Facebook has started implementing the changes to its Data Use Policy and Statement of Rights and Responsibilities proposed in August. The revision to its policies aim to clarify that the users are in full control in terms of what can be used by the social network on advertisements. The company has removed the proposed sentence to the update pertaining to assumption of permission from parents or guardians when teens sign up for an account. However, the social media company insisted that all they did was clarify the language used and that it has permission to use names, images, and information of its users, including teens.
The announcement of the policy update was done via the official blog of Facebook by its Chief Privacy Officer Erin Egan.
"We proposed these changes because we thought we could improve the way we explain our policies. But your feedback was clear - we can do better - and it led to a number of clarifying edits...," said Egan.
"We also proposed an update that we thought would help facilitate conversations between teens and their parents about using Facebook. Specifically, we added a sentence that said if you are under the age of eighteen you have talked to your parent or guardian and they also agree to some of our terms. This language was about getting a conversation started; we were not seeking and would not have gained any additional rights as a result of this addition. We received feedback, though, that the language was confusing and so we removed the sentence," she explained to address issues about minors," the post stated.

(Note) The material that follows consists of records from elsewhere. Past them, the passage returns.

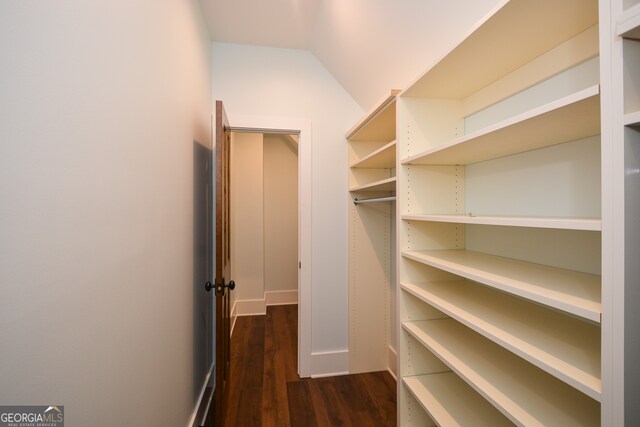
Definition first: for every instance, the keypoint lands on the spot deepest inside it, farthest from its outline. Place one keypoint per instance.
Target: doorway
(264, 220)
(302, 129)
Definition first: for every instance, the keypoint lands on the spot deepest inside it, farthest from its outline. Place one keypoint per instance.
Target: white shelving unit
(372, 190)
(501, 224)
(441, 393)
(621, 161)
(523, 393)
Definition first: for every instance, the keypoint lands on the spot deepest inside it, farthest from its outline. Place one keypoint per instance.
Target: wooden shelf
(570, 118)
(628, 25)
(388, 184)
(379, 124)
(522, 392)
(632, 119)
(503, 43)
(449, 401)
(383, 158)
(585, 224)
(563, 346)
(569, 291)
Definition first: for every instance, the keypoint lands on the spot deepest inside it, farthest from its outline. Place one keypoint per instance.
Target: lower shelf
(449, 401)
(562, 345)
(524, 393)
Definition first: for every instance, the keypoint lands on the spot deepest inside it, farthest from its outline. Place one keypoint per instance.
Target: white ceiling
(370, 46)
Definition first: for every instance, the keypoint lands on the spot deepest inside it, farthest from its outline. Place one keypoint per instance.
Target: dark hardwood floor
(265, 389)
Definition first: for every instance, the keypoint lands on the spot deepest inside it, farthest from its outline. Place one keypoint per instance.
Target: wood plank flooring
(265, 389)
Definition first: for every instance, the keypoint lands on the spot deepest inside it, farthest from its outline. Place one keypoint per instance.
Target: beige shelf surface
(502, 43)
(628, 24)
(563, 346)
(632, 119)
(521, 391)
(449, 401)
(570, 118)
(383, 158)
(388, 184)
(585, 224)
(379, 124)
(569, 291)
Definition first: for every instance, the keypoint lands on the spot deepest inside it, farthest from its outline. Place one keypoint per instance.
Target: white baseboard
(258, 307)
(194, 414)
(329, 364)
(251, 307)
(392, 358)
(281, 297)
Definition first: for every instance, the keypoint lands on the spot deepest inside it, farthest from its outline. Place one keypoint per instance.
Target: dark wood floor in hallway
(265, 388)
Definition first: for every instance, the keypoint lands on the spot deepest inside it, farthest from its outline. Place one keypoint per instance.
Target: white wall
(101, 103)
(247, 215)
(280, 213)
(259, 81)
(372, 46)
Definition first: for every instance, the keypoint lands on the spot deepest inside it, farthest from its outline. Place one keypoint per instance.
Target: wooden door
(223, 282)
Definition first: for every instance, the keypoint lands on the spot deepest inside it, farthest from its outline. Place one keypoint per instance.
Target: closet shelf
(585, 224)
(503, 43)
(521, 391)
(450, 401)
(561, 345)
(632, 119)
(382, 158)
(379, 124)
(569, 291)
(388, 184)
(628, 25)
(570, 118)
(374, 200)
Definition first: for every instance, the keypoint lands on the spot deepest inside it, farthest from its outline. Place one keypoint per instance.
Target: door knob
(221, 286)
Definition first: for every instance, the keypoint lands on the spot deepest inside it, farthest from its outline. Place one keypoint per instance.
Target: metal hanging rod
(374, 200)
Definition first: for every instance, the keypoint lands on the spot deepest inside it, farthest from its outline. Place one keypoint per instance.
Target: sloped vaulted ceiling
(370, 46)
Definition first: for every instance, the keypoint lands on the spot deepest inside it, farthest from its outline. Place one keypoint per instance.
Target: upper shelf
(384, 157)
(511, 35)
(632, 119)
(585, 224)
(388, 184)
(573, 117)
(628, 25)
(569, 291)
(379, 124)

Egan also used an example on her blog post to show how a user's information might be used. In her example, a certain Krishna Vudata liked a certain business called "Sweet Stop" on the network. When user "liked" a certain page, people in his lists might be able to see them, but the user can still limit who will be able to see his activities.

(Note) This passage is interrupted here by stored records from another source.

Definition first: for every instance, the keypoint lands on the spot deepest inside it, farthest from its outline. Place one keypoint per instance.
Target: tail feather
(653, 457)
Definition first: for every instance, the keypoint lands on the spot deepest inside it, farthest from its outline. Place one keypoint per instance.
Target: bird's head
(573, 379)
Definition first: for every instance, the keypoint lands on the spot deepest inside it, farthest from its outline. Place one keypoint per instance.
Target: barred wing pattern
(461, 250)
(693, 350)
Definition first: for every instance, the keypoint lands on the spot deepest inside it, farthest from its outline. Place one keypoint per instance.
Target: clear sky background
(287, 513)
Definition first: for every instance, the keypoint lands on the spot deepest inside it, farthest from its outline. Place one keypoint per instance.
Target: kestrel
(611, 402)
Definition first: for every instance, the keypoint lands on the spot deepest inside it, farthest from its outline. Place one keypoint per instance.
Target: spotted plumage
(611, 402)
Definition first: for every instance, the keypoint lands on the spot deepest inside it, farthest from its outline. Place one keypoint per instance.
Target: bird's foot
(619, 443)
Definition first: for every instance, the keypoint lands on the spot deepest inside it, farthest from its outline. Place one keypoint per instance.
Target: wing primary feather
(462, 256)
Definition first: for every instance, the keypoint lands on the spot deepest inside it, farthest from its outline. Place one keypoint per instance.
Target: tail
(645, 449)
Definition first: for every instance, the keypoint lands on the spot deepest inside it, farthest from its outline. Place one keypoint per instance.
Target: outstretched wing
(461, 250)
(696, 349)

The controversial sentence created some buzz in August, protests from privacy groups and even caught the attention of lawmakers. The changes were also put on hold as regulators reviewed them. On November 15, Senator Edward Markey of Massachusetts called on other lawmakers to help protect the privacy of teens over the Internet.

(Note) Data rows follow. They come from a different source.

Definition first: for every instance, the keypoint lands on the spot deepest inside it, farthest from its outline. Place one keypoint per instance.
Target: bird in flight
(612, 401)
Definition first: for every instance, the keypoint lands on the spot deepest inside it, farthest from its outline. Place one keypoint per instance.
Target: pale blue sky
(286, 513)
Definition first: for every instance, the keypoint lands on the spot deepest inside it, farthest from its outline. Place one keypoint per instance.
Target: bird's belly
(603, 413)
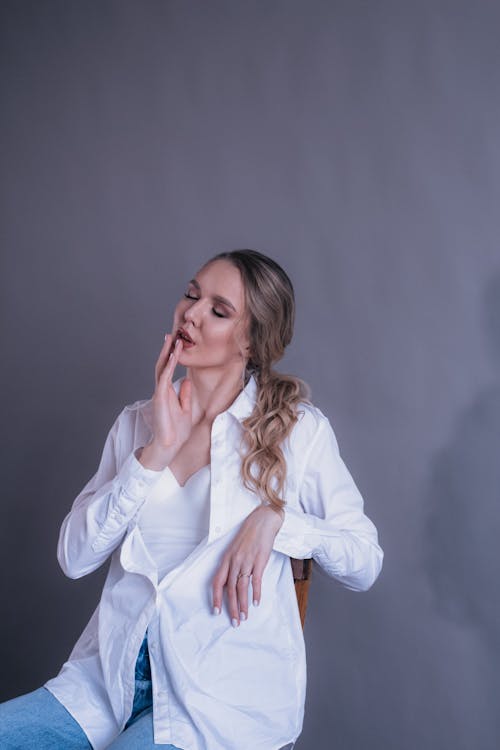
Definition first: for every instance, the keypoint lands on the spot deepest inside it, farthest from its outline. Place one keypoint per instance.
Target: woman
(207, 488)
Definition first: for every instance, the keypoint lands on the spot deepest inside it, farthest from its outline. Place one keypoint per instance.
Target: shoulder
(310, 423)
(137, 412)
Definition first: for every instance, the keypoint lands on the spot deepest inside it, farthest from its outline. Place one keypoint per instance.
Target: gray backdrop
(358, 144)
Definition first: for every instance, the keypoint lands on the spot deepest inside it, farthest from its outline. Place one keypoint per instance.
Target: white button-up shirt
(215, 687)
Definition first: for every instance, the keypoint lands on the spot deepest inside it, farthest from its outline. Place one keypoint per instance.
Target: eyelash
(219, 315)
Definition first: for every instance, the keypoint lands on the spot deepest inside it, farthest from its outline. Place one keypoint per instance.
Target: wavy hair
(270, 309)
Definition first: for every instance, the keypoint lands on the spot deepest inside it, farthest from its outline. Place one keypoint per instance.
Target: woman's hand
(171, 413)
(246, 557)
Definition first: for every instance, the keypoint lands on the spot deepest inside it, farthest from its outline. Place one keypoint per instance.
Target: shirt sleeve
(100, 514)
(329, 525)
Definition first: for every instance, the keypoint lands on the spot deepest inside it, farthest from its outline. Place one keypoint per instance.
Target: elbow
(365, 575)
(69, 561)
(68, 566)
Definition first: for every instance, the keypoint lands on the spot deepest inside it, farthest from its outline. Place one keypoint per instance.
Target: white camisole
(175, 519)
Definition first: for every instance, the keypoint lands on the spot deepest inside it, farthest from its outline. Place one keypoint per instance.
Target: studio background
(358, 144)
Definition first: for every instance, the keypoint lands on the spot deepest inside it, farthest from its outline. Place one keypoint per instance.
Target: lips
(181, 333)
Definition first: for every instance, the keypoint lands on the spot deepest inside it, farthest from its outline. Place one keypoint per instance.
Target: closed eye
(219, 315)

The changes are also in line with the Federal Trade Commission's settlement with the company that prevents the latter from introducing changes to its privacy policies that may be deceptive to the public and implement such without being subjected to an independent review.
"The speed with which Facebook is pushing teens to share their sensitive, personal information widely and publicly online must spur Congress to act commensurately to put strong privacy protections on the books for teens and parents," Markey said.
Bills have been filed to help protect children on the Web. Such legislations may help prevent tech companies to collect information from minors as well as prevent them from tracking the user's location for those who are 15 or younger without the youngster's permission.